Courts owed £1.3bn in unpaid fines, audit reveals
Courts in England and Wales are owed £1.3bn in unpaid fines, confiscation and compensation orders.
The figures were revealed by a National Audit Office (NAO) report into financial management at the Ministry of Justice (MoJ).
The watchdog said the department was not operating "best practice" and did not fully understand its own finances.
The MoJ said it was carefully examining areas marked for improvement before it embarked on an action plan.
The department's primary activities have a budget of £10.1bn.
The watchdog identified several weaknesses in the way the government department manages its budgets and said that without urgent action, the MoJ would not be able to deliver the efficiencies it needed to make.
Amyas Morse, head of the NAO, said the department had a lot of work to do, although he acknowledged it had already identified many problem areas.
He said: "The financial management of the Ministry of Justice, both at its headquarters and its arm's length bodies, has improved but it falls short of established best practice in three significant areas."
He said the department did not have a "consistent approach" over managing its finances, lacked a full understanding of its activities and costs and had not yet integrated its financial systems and processes.
He said this reduced the department's "ability to monitor its overall budgetary position".
In his budget last month, Chancellor George Osborne said departments would face average cuts of 25% when the government's public spending review was completed in October.

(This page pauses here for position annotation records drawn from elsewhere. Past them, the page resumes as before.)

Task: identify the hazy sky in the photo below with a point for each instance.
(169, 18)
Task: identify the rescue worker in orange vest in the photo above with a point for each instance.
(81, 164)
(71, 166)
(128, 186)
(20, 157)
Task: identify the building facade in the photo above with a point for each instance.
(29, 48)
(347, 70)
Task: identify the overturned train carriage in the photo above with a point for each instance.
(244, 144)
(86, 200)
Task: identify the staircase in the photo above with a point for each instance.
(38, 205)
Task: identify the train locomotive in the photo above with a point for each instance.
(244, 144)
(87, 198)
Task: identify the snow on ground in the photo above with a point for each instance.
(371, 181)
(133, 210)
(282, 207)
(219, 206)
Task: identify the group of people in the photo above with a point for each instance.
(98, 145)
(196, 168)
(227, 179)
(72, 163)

On Sunday, Transport Secretary Philip Hammond said some departments could see cuts of between 25% and 40%.
But the NAO has warned that officials working for the MoJ do not understand in enough detail the costs of prisons, probation and courts and failed to spot financial irregularities in legal aid funding.

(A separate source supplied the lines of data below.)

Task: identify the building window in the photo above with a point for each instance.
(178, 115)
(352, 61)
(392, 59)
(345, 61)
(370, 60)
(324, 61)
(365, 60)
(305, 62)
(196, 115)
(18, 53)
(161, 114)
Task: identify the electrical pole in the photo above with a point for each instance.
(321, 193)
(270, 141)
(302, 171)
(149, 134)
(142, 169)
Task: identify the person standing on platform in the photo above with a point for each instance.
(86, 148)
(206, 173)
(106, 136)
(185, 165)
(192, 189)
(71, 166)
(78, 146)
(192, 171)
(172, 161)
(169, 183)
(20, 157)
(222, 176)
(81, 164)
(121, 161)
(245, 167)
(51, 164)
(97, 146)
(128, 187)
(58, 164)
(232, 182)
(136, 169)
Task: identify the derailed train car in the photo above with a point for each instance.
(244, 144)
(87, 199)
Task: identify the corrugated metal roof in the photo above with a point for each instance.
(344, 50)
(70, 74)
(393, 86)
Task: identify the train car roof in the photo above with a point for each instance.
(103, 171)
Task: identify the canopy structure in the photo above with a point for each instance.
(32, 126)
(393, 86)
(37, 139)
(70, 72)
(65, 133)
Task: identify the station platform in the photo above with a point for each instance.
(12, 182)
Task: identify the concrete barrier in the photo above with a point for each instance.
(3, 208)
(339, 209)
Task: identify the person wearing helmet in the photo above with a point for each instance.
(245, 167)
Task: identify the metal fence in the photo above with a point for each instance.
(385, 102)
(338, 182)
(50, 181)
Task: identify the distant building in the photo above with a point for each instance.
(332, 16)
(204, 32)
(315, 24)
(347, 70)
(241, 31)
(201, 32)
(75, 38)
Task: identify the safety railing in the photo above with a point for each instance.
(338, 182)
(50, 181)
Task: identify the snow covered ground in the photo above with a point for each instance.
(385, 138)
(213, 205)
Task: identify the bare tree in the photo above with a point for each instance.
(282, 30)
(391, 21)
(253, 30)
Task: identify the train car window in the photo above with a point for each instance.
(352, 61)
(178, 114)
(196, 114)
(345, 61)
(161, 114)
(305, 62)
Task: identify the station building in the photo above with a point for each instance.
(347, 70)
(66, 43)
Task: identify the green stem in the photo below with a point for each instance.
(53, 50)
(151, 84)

In the report the NAO said the department's "complex delivery mechanisms and accountability structures" made it difficult for the MoJ to be consistent.
Since the department was established in 2007, it had been affected immensely by government changes, it said.
This included the creation of the National Offender Management Service agency in April 2008, which represented some 49% of the MoJ's overall expenditure during the 2008/2009 financial year.
These changes have also meant that the ministry is now in charge of a number of financial "data systems" which the NAO said were hard to control.
The NAO's report also discovered that the value of unpaid financial penalties imposed by the courts had increased by £410m in three years to £1.3bn - but only 34% was considered by ministers to be recoverable.
The NAO used a variety of techniques to examine the ministry's finances. These included interviewing officials, examining financial performance targets and analysing departmental reports, board meeting papers and information provided by other bodies.
Mr Morse said the department had not yet provided a clear timetable for the improvements.
"This timetable needs to be established with urgency and we recommend that it is put in place within the next four months," he said.
John Thornhill, chairman of the Magistrates' Association, told the BBC the report was "scathing".
"The figures are actually staggering," he said.
"Magistrates will be angry that they are imposing proper, proportionate court orders and those responsible for implementing and managing the orders of the court would appear to be, at least, not doing the job properly and it could be considered by some to be negligent."
Mr Thornhill added: "There's £150m of compensation there to victims who have suffered either physical abuse or stress, and they're going to continue to suffer that stress because they're not getting the just compensation that the court has properly ordered."
A MoJ spokesman said it welcomed the report and added: "We acknowledge the areas for improvement identified by the NAO and we are considering them carefully before we agree on an action plan to address them."